Comdamnée à verser 150 000 € à cause d'un fait divers datant d'une dizaine d'années, la commune d'Olloix (Puy-de-Dôme) appelle à l'aide. Pour faire part de sa détresse, le maire a déclaré son village « à vendre ». Retour sur une drôle d'histoire qui n'a rien d'un conte de Noël.

Par Valentin Pasquier

La mairie d'Olloix, dans la Puy-de-Dôme, vient de déclarer le village à vendre. L’affaire remonte à 2004, lorsqu’un forcené blesse grièvement, d'un coup de chevrotine, un employé municipal durant ses heures de travail.

Le fonds national d'indemnisation des victimes verse alors une somme au cantonnier, puis se retourne contre la mairie d'Olloix pour être remboursé. La commune doit verser 150 000 €, les trois-quart de son budget annuel. 

« [Cette mise en vente,] c’est un moyen de faire bouger les lignes. Parce qu’on se sent abandonnés de l’État, de la République, souligne le maire, Philippe Marc. On va pas se mettre tous nus – il fait trop froid – mais on a mis une banderole « à vendre » pour voir ce que ça pouvait donner ».

Le maire a fait afficher une banderole « commune à vendre » sur la maire pour interpeller les passants à propose de la situation financière du village de 300 âmes. / © France 3 Auvergne
Le maire a fait afficher une banderole « commune à vendre » sur la maire pour interpeller les passants à propose de la situation financière du village de 300 âmes. / © France 3 Auvergne

Des pistes pour trouver la somme

La municipalité  s'est tournée bien sur vers son assurance, mais  en vain.
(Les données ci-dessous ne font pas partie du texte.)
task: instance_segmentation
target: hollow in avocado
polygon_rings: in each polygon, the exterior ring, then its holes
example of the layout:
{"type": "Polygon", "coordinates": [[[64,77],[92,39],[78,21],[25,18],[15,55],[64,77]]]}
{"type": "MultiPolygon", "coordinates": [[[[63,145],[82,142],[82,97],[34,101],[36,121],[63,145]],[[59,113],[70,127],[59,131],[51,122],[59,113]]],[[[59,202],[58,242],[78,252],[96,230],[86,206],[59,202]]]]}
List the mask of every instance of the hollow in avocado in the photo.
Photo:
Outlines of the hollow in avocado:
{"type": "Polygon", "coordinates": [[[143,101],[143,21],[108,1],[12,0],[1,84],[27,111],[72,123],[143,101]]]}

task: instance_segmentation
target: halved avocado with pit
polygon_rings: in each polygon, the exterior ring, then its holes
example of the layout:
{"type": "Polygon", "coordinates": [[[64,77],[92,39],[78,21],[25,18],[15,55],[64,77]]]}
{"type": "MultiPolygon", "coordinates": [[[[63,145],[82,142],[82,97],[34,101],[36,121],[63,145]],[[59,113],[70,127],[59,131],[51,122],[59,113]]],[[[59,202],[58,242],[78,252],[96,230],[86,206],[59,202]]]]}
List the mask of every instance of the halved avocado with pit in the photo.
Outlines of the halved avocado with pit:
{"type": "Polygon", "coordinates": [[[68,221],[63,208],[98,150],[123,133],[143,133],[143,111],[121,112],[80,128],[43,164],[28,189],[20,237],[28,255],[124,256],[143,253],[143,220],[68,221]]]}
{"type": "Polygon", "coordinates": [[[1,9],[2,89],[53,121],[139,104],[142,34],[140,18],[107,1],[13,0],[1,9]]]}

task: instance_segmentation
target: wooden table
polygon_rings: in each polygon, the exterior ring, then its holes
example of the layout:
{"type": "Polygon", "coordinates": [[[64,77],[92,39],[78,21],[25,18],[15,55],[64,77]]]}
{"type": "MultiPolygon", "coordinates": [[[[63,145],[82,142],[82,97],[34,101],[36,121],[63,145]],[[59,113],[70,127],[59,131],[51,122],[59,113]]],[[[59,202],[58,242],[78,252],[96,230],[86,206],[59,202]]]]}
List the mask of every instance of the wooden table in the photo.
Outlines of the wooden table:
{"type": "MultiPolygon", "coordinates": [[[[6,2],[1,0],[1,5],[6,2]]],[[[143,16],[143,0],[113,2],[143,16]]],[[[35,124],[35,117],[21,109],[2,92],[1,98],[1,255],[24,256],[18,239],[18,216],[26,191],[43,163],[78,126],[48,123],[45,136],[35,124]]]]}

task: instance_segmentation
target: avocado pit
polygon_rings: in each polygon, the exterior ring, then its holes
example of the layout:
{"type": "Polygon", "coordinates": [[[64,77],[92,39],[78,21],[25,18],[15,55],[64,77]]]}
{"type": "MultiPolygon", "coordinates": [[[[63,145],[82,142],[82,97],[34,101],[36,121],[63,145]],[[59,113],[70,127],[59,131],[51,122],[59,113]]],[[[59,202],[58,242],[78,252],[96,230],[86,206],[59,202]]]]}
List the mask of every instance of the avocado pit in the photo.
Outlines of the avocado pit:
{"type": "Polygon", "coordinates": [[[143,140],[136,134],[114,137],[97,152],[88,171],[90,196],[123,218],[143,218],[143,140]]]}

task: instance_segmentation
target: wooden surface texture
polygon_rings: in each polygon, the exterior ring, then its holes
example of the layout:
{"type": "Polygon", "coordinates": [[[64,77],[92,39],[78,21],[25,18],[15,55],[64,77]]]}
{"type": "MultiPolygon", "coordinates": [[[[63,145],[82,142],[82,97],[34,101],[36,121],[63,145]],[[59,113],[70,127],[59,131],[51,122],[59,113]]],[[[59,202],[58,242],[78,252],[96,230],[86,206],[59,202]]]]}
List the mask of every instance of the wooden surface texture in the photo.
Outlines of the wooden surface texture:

L'État, sollicité, a émis quelques pistes pour financer la somme due. Elle peut être réunie, notamment, par un appel aux dons, l’augmentation de la fiscalité ou encore l’établissement d’un budget en déséquilibre afin de percevoir une subvention exceptionnelle.

L’élu espère l’échelonnement de la dette et la suppression des intérêts. « Si le fonds de garantie de Paris accepte d’échelonner cette dette sur dix, vingt, trente ans, pourquoi pas. On ne demande pas l’aumône non plus, on est conscients qu’il faut qu’on y apporte notre partie ».

La commune possède peu de biens à vendre pour éponger sa dette. Elle a cependant mis en ligne une annonce pour une ancienne forge, évaluée à 36 000 euros, qui a déjà suscité l'intérêt d'un acheteur potentiel.